非常に興味深い記事を読みました。
米国女子に蔓延する「お姫様」シンドローム まるでAKB48?ディズニーのプリンセス商法が大当たり
女の子たちが、こういったやや古風な意味の「女の子らしさ」を求め、自らを「かわいく」着飾り、お転婆なことはせず、ひたすらルックスやファッションに情熱を注ぐ風潮を「ガーリーガール文化」という。直訳すれば「女の子女の子している」である。彼女らが尊敬し、目指すのは「お姫様」だ。
彼女たちの母親の中には、フェミニスト運動の影響が色濃く残る時代に育った女性たちがかなりいる。ピンク色を軽蔑し、女の子らしく振る舞うよう強要されることに反発し、運動でも勉強でも男の子と対等にやり合い、勝つことが重要だった。やがて大人になり、キャリアウーマンになってバリバリ働き、やっと仕事が一段落した40歳前後で高齢出産して母親になっている。
この母親たちが、フリフリのドレスとティアラで着飾って夕飯を食べている娘たちを見ながら、説明のできない居心地悪さと、ガーリーガールの風潮が娘たちの精神的な成長に影響するのではないかという強い不安に苛まれている。

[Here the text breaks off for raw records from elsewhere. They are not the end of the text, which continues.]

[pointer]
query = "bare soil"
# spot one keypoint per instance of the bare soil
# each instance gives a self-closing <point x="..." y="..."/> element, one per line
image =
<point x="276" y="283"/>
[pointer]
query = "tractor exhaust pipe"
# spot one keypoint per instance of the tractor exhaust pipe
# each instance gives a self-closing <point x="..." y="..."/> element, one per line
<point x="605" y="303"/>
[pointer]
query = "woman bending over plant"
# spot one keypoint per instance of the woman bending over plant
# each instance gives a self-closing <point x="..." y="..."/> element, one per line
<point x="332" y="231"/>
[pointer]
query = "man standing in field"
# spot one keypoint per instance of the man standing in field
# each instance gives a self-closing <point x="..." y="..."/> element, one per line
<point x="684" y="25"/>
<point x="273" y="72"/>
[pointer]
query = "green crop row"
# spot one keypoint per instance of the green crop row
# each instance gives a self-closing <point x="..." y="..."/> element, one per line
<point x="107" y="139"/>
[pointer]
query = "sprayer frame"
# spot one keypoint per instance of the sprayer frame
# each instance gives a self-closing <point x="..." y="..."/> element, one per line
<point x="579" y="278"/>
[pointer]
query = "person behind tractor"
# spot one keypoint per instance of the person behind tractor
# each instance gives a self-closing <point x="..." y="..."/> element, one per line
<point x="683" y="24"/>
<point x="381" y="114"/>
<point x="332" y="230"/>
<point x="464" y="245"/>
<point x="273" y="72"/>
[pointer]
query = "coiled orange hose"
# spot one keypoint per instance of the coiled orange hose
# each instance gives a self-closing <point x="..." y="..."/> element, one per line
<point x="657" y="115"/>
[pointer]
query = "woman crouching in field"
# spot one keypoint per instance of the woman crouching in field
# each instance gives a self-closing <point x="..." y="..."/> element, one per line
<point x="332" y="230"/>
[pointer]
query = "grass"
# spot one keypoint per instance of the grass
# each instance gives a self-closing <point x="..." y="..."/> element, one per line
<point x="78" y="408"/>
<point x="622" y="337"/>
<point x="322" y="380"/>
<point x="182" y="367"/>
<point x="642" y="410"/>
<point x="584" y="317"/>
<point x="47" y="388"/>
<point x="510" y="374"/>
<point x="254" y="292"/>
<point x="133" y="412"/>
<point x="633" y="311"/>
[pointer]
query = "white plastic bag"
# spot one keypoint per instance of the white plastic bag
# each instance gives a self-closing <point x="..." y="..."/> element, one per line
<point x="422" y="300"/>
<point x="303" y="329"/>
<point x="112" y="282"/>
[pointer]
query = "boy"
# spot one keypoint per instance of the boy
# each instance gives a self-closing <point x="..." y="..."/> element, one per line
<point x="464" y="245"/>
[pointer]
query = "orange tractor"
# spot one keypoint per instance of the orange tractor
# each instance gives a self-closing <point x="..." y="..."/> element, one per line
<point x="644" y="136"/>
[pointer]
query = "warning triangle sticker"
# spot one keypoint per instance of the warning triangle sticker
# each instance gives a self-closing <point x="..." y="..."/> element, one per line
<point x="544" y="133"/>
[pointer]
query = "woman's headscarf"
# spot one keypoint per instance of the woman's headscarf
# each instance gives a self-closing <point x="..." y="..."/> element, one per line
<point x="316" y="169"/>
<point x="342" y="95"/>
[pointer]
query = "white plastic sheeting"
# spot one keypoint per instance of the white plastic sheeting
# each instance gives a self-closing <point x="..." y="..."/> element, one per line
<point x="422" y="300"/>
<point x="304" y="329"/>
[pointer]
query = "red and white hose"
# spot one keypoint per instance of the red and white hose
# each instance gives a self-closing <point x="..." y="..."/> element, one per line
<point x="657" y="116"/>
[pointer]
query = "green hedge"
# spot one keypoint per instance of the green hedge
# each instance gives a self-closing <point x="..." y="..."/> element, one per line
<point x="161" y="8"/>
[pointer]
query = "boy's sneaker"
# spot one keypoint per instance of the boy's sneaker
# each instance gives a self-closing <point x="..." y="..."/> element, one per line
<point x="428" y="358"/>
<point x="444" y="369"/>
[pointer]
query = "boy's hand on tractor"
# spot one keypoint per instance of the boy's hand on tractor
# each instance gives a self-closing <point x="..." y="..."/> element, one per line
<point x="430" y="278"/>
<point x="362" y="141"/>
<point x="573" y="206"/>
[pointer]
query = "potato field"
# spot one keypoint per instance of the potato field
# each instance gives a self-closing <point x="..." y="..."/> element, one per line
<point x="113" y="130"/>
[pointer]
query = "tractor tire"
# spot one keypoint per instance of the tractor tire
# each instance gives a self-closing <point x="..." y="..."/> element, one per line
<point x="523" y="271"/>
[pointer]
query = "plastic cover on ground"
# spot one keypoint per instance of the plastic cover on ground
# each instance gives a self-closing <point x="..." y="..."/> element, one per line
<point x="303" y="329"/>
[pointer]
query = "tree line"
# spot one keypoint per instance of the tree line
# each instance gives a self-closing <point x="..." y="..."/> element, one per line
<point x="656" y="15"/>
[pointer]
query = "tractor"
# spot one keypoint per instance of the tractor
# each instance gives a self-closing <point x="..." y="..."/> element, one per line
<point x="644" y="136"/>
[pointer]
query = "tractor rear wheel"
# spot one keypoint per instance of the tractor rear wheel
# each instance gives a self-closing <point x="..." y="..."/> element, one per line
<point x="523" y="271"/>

かといって「それはいけないことだ」と叱るはっきりした理由も見つからない。
母親の「価値観」と、娘の「好み」の間に生じているズレ。そしてそれはディズニーなどの周到な戦略に基づいている、というお話です。こうした流れが実際米国社会にどの程度広がっているのか、とか、筆者の描くような「図式」でうまく説明できるのか、というツッコミ、検証はあってしかるべきでしょうね。
それにしても、娘のプリンセス症候群に母親が戸惑う、というところにはいろいろ興味を惹かれるものがあります。父親と息子の間には、こうした形での「葛藤」はあまりなさそうなこと。今のところ日本にはこうした流れは来てなさそうなこと。そして何より、母親たちの世代が生きていく中で育んできた価値観が、商業主義によって脅かされているということ。
そもそも今の働く母親たち自身、専業主婦だった母親に飽き足らないものを感じて、自分の人生を切り開いてきた、という自覚があることでしょう。それを娘に暗黙のうちに否定されることになるとしたら、皮肉というか何というか。それを思うと、日本でも雇用機会均等法以後の世代では、こうした母子の価値観の葛藤、みたいなことが起こっても不思議ではないかもしれません。
ぜひ10年後、20年後に「その後どうなったか」を聞いてみたいですね。